Department of Psychology, University of Amsterdam.
J Exp Psychol Gen. 2014 Aug;143(4):1457-75. doi: 10.1037/a0036731. Epub 2014 May 26.
Replication attempts are essential to the empirical sciences. Successful replication attempts increase researchers' confidence in the presence of an effect, whereas failed replication attempts induce skepticism and doubt. However, it is often unclear to what extent a replication attempt results in success or failure. To quantify replication outcomes we propose a novel Bayesian replication test that compares the adequacy of 2 competing hypotheses. The 1st hypothesis is that of the skeptic and holds that the effect is spurious; this is the null hypothesis that postulates a zero effect size, H₀ : δ = 0. The 2nd hypothesis is that of the proponent and holds that the effect is consistent with the one found in the original study, an effect that can be quantified by a posterior distribution. Hence, the 2nd hypothesis-the replication hypothesis-is given by Hr : δ ∼ "posterior distribution from original study." The weighted-likelihood ratio between H₀ and Hr quantifies the evidence that the data provide for replication success and failure. In addition to the new test, we present several other Bayesian tests that address different but related questions concerning a replication study. These tests pertain to the independent conclusions of the separate experiments, the difference in effect size between the original experiment and the replication attempt, and the overall conclusion based on the pooled results. Together, this suite of Bayesian tests allows a relatively complete formalization of the way in which the result of a replication attempt alters our knowledge of the phenomenon at hand. The use of all Bayesian replication tests is illustrated with 3 examples from the literature. For experiments analyzed using the t test, computation of the new replication test only requires the t values and the numbers of participants from the original study and the replication study.

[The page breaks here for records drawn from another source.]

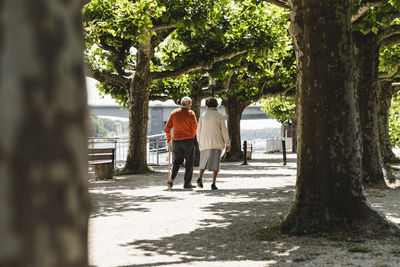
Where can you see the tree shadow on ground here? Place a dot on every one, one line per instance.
(109, 204)
(234, 236)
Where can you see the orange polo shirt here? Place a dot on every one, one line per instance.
(184, 123)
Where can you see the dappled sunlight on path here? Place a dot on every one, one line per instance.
(136, 221)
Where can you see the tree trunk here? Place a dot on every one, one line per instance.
(139, 95)
(234, 108)
(43, 135)
(329, 195)
(367, 56)
(385, 94)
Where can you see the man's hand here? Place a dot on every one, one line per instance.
(227, 148)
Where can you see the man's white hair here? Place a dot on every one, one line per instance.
(186, 101)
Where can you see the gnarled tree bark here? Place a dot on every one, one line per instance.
(329, 195)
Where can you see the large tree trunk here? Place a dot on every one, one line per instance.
(43, 135)
(329, 195)
(234, 108)
(385, 94)
(139, 95)
(367, 56)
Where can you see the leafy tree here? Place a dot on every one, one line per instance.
(394, 122)
(329, 195)
(388, 67)
(376, 28)
(123, 38)
(281, 108)
(374, 25)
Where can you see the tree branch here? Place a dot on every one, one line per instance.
(208, 66)
(362, 10)
(388, 32)
(159, 97)
(391, 74)
(279, 3)
(163, 27)
(108, 78)
(391, 41)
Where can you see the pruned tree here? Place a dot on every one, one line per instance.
(329, 194)
(43, 145)
(123, 38)
(387, 87)
(371, 31)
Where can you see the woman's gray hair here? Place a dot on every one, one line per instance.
(186, 101)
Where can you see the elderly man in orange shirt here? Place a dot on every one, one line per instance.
(184, 122)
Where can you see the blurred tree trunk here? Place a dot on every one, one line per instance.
(43, 139)
(329, 195)
(385, 94)
(367, 57)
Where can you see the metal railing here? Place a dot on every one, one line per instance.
(157, 148)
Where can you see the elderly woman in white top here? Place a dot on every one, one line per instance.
(212, 137)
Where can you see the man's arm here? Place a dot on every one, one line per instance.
(194, 124)
(168, 128)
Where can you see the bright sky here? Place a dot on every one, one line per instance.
(94, 98)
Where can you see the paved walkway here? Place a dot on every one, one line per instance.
(136, 221)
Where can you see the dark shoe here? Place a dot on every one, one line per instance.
(170, 184)
(199, 183)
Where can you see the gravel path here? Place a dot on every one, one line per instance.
(135, 221)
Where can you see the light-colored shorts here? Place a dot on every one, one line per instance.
(209, 159)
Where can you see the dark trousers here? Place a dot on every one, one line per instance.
(183, 150)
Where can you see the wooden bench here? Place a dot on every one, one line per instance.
(102, 160)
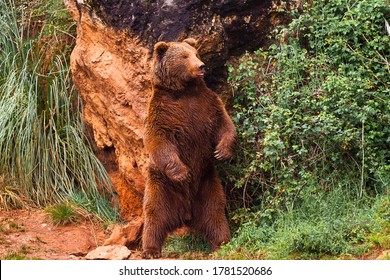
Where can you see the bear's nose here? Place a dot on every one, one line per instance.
(202, 67)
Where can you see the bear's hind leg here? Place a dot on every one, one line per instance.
(209, 213)
(160, 218)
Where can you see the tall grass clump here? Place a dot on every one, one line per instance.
(312, 113)
(42, 141)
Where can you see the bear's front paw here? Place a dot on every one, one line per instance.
(223, 153)
(177, 172)
(151, 254)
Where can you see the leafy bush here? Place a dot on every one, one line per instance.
(312, 112)
(326, 225)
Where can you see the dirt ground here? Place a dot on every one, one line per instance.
(31, 233)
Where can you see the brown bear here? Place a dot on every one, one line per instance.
(186, 129)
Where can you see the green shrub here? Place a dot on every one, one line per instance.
(62, 214)
(313, 110)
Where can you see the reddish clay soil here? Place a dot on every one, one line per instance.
(32, 234)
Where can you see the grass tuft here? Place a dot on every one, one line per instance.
(43, 146)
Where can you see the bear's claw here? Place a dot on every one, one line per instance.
(151, 254)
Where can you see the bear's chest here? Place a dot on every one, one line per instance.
(190, 121)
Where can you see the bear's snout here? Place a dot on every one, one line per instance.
(202, 67)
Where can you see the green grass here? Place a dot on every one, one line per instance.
(188, 246)
(62, 214)
(43, 146)
(328, 226)
(15, 256)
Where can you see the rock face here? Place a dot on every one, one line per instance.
(110, 66)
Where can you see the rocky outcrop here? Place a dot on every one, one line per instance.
(110, 66)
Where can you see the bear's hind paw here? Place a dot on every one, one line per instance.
(151, 254)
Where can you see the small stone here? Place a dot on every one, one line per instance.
(127, 235)
(111, 252)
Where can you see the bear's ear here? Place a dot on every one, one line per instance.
(160, 48)
(191, 41)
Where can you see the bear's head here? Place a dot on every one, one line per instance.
(176, 63)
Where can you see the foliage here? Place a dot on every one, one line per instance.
(325, 226)
(312, 111)
(42, 142)
(62, 214)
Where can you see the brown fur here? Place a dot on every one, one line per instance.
(187, 127)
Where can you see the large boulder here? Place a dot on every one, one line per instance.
(110, 66)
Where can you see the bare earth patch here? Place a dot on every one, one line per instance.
(32, 234)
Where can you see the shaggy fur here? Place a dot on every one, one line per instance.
(187, 128)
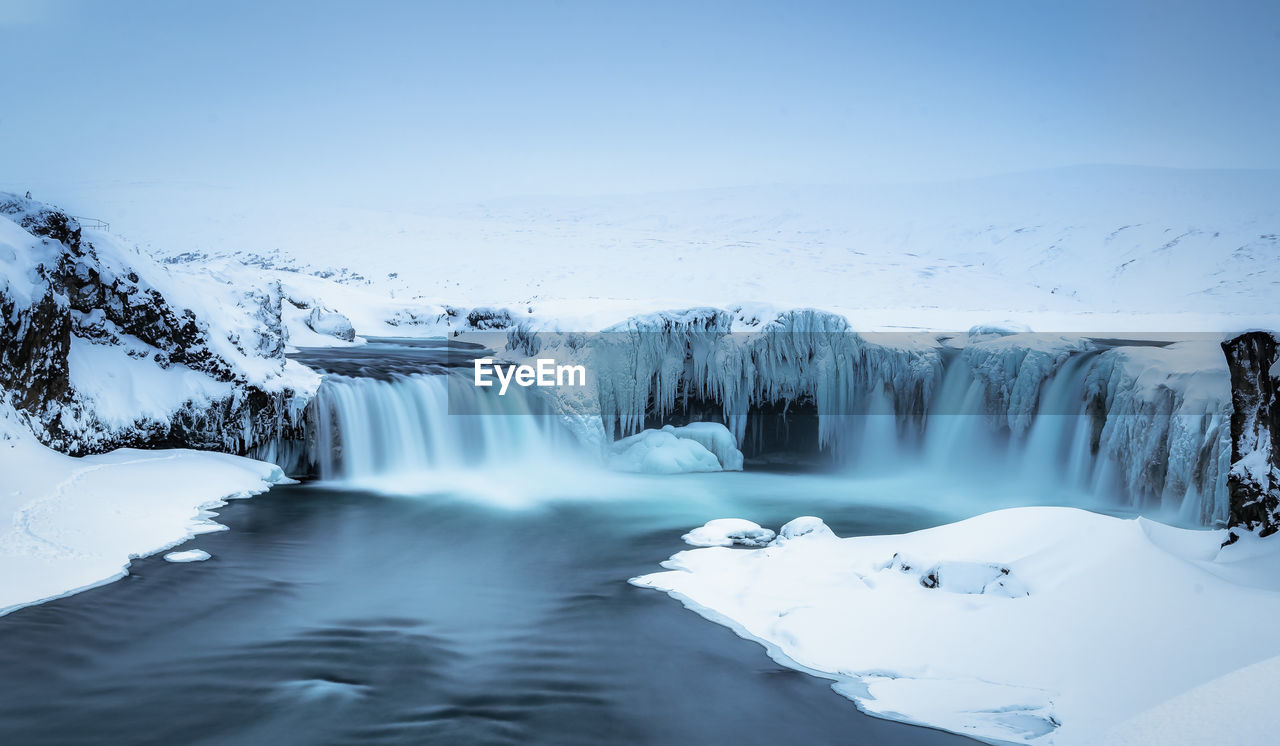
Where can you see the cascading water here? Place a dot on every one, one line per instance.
(1134, 425)
(366, 428)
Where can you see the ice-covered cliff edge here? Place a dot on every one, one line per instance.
(1144, 420)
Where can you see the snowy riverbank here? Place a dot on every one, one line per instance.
(72, 523)
(1028, 625)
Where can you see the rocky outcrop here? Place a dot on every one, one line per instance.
(1253, 483)
(59, 289)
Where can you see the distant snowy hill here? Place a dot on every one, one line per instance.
(1097, 247)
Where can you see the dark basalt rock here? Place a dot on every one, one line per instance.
(1253, 483)
(86, 298)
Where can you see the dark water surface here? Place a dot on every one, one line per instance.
(344, 617)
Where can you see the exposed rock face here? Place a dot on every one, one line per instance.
(58, 289)
(1255, 477)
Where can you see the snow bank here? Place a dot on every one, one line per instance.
(695, 447)
(72, 523)
(1029, 625)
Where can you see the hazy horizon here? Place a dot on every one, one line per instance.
(438, 103)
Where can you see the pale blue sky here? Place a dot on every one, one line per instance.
(479, 99)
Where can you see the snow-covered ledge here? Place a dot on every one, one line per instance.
(1028, 625)
(72, 523)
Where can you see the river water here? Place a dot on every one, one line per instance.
(338, 616)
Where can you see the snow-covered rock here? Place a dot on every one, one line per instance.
(188, 555)
(728, 532)
(1255, 477)
(72, 523)
(695, 447)
(1027, 626)
(332, 324)
(91, 326)
(661, 452)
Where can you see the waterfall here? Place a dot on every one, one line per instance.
(369, 429)
(1137, 425)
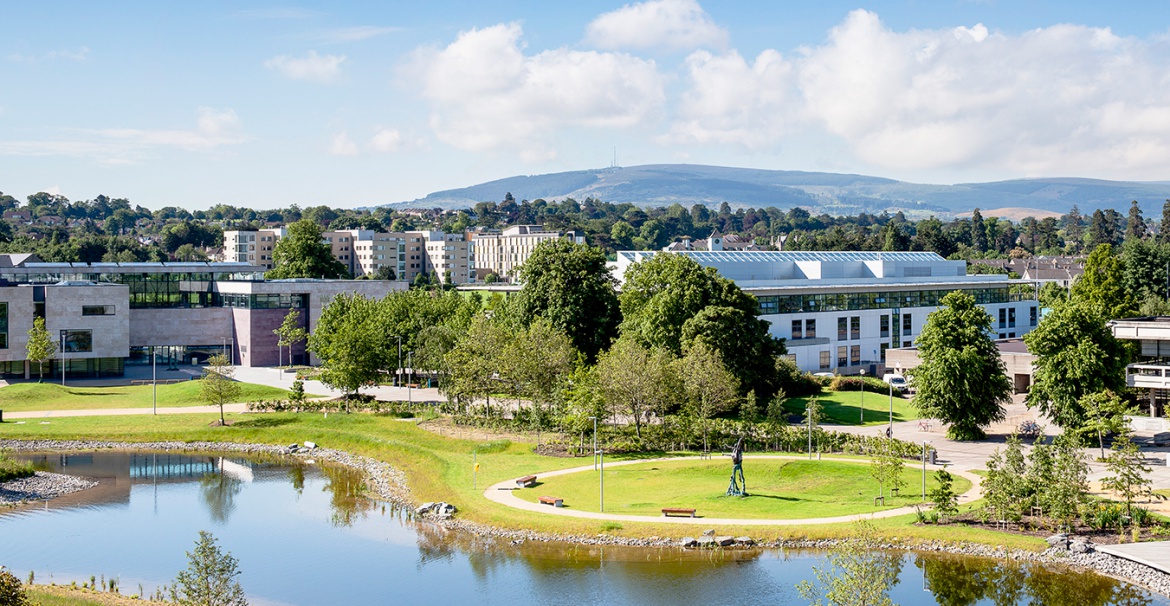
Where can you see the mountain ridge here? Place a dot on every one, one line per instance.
(820, 192)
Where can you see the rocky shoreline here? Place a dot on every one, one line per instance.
(389, 483)
(41, 486)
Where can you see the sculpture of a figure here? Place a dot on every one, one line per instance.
(738, 486)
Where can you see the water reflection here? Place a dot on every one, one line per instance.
(957, 580)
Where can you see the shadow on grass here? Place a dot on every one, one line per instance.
(266, 421)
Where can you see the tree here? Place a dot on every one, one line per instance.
(349, 341)
(40, 346)
(303, 254)
(1128, 473)
(1076, 355)
(1105, 413)
(709, 387)
(943, 495)
(669, 301)
(637, 381)
(962, 379)
(859, 573)
(218, 385)
(290, 332)
(569, 286)
(1103, 284)
(210, 578)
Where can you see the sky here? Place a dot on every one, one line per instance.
(365, 103)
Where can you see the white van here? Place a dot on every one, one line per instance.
(895, 380)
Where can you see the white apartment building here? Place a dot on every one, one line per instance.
(252, 247)
(840, 311)
(364, 252)
(502, 253)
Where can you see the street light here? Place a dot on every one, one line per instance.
(397, 374)
(862, 396)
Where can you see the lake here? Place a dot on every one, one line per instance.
(305, 535)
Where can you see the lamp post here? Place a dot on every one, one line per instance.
(398, 381)
(862, 396)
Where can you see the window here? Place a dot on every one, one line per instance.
(76, 341)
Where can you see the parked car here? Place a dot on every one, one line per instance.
(896, 380)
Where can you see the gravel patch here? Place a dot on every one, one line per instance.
(41, 486)
(389, 483)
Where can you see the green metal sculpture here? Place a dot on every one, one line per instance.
(738, 486)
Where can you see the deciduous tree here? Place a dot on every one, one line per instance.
(1076, 355)
(962, 379)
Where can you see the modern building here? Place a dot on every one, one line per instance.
(840, 311)
(1151, 372)
(364, 252)
(501, 253)
(108, 315)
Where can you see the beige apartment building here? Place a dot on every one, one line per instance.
(501, 253)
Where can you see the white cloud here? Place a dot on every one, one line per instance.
(386, 140)
(1062, 100)
(343, 145)
(353, 34)
(213, 129)
(311, 67)
(656, 23)
(487, 94)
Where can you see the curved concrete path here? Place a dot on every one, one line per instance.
(503, 493)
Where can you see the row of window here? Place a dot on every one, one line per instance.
(862, 301)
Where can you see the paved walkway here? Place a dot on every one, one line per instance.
(1155, 555)
(503, 493)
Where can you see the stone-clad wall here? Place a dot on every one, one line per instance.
(111, 334)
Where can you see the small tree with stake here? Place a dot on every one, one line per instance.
(218, 385)
(210, 578)
(40, 346)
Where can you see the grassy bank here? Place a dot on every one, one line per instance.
(440, 468)
(845, 408)
(53, 397)
(779, 489)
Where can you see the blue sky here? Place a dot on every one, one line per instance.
(352, 104)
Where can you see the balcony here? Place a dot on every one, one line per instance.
(1148, 376)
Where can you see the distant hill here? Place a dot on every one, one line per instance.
(666, 184)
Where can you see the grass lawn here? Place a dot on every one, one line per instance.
(439, 468)
(845, 407)
(53, 397)
(779, 489)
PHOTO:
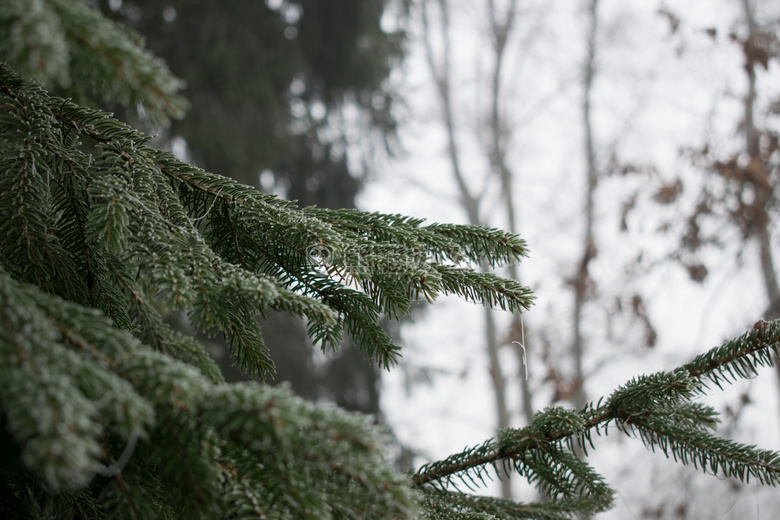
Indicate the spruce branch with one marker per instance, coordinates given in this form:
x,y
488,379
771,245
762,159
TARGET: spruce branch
x,y
657,407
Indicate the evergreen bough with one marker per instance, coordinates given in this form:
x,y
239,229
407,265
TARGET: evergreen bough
x,y
109,412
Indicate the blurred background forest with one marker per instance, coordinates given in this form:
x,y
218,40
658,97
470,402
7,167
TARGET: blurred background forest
x,y
634,145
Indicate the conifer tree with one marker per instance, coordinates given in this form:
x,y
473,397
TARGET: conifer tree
x,y
107,412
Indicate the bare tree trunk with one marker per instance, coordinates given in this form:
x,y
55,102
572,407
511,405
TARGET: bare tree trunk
x,y
501,26
752,147
441,74
581,280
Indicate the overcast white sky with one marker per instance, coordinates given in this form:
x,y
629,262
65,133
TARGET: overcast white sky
x,y
655,92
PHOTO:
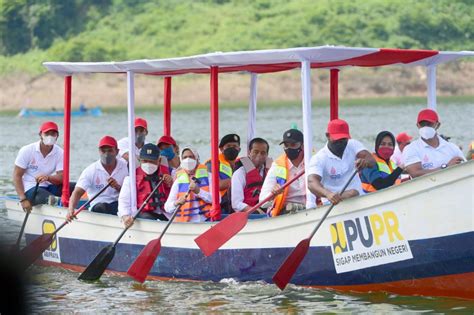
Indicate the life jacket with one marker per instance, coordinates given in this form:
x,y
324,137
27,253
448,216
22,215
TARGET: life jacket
x,y
384,168
187,209
146,184
253,180
281,172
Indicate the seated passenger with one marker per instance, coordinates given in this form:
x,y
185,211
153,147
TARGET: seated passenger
x,y
430,152
385,173
331,168
285,167
108,169
230,148
249,174
192,177
148,175
41,162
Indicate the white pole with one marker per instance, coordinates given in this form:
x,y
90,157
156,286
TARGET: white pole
x,y
307,127
252,108
431,85
131,140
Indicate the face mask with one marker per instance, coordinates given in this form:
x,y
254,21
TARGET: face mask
x,y
427,132
140,138
49,140
188,164
168,153
292,154
149,168
338,147
107,158
385,153
231,153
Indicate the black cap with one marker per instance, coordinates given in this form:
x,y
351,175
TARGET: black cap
x,y
292,136
229,138
150,151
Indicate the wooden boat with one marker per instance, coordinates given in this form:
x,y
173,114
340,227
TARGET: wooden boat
x,y
415,238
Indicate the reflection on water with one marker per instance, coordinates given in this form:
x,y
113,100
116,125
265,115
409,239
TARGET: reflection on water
x,y
58,290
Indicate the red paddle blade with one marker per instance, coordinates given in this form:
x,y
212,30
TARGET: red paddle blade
x,y
292,262
219,234
144,262
33,251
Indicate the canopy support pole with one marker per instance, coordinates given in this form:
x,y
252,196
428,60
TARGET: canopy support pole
x,y
307,126
431,85
252,108
67,139
334,111
131,140
167,107
216,208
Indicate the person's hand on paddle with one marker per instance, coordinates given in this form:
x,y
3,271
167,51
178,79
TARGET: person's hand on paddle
x,y
114,184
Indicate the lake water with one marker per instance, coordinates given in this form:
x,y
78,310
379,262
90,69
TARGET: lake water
x,y
57,290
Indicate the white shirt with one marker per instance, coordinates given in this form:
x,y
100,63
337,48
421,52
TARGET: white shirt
x,y
334,171
297,189
430,158
204,195
34,163
95,177
239,180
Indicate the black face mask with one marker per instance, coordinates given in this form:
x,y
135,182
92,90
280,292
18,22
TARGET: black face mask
x,y
231,153
338,147
292,154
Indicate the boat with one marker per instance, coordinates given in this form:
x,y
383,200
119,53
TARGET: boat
x,y
26,112
411,239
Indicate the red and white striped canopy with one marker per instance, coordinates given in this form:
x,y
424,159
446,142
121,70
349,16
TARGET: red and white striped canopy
x,y
265,61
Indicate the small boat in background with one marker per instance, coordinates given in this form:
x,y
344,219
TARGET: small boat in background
x,y
26,112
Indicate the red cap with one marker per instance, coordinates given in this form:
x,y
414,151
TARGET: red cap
x,y
108,141
338,129
403,137
427,115
167,140
140,122
49,125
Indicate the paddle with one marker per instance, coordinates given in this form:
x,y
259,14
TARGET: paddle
x,y
144,262
292,262
219,234
97,267
16,247
32,251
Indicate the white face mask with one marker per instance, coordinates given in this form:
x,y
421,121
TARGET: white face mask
x,y
49,140
188,164
427,132
149,168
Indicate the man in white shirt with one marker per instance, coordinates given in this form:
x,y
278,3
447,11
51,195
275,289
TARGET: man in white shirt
x,y
249,174
108,169
41,162
331,168
141,131
284,168
430,152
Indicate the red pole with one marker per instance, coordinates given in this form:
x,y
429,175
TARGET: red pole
x,y
334,112
216,208
67,139
167,107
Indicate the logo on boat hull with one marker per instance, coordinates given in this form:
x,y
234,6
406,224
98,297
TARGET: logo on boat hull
x,y
367,240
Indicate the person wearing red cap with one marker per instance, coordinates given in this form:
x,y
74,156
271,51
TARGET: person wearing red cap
x,y
108,169
39,162
332,166
402,139
141,131
430,152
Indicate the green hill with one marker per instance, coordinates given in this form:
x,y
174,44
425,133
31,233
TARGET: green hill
x,y
104,30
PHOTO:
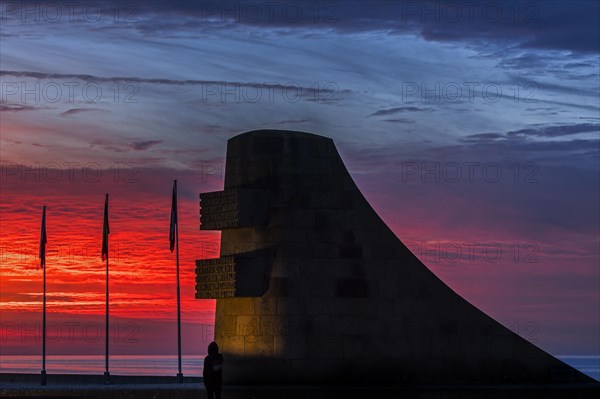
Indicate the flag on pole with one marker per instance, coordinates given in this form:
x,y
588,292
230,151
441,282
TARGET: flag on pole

复制尝试对于经验科学至关重要。成功的复制尝试会增加研究人员对存在效应的信心,而失败的复制尝试则会引起怀疑和质疑。然而,通常不清楚复制尝试在多大程度上取得成功或失败。为了量化复制结果,我们提出了一种新的贝叶斯复制检验方法,该方法比较了两个竞争假设的充分性。第一个假设是怀疑论者的假设,认为效应是虚假的;这是零效应大小的零假设,H₀:δ=0。第二个假设是支持者的假设,认为效应与原始研究中发现的效应一致,该效应可以通过后验分布来量化。因此,第二个假设——复制假设——由 Hr:δ∼“原始研究的后验分布”给出。H₀和 Hr 之间的加权似然比量化了数据为复制成功和失败提供的证据。除了新的检验方法,我们还提出了其他几种贝叶斯检验方法,这些方法解决了与复制研究相关的不同但相关的问题。这些检验方法涉及到独立实验的独立结论、原始实验和复制尝试之间的效应大小差异,以及基于汇总结果的总体结论。这一系列贝叶斯检验方法一起允许相对完整地形式化复制尝试的结果如何改变我们对当前现象的认识。使用三个来自文献的例子说明了所有贝叶斯复制检验的用法。对于使用 t 检验进行分析的实验,新复制检验的计算仅需要原始研究和复制研究的 t 值和参与者数量。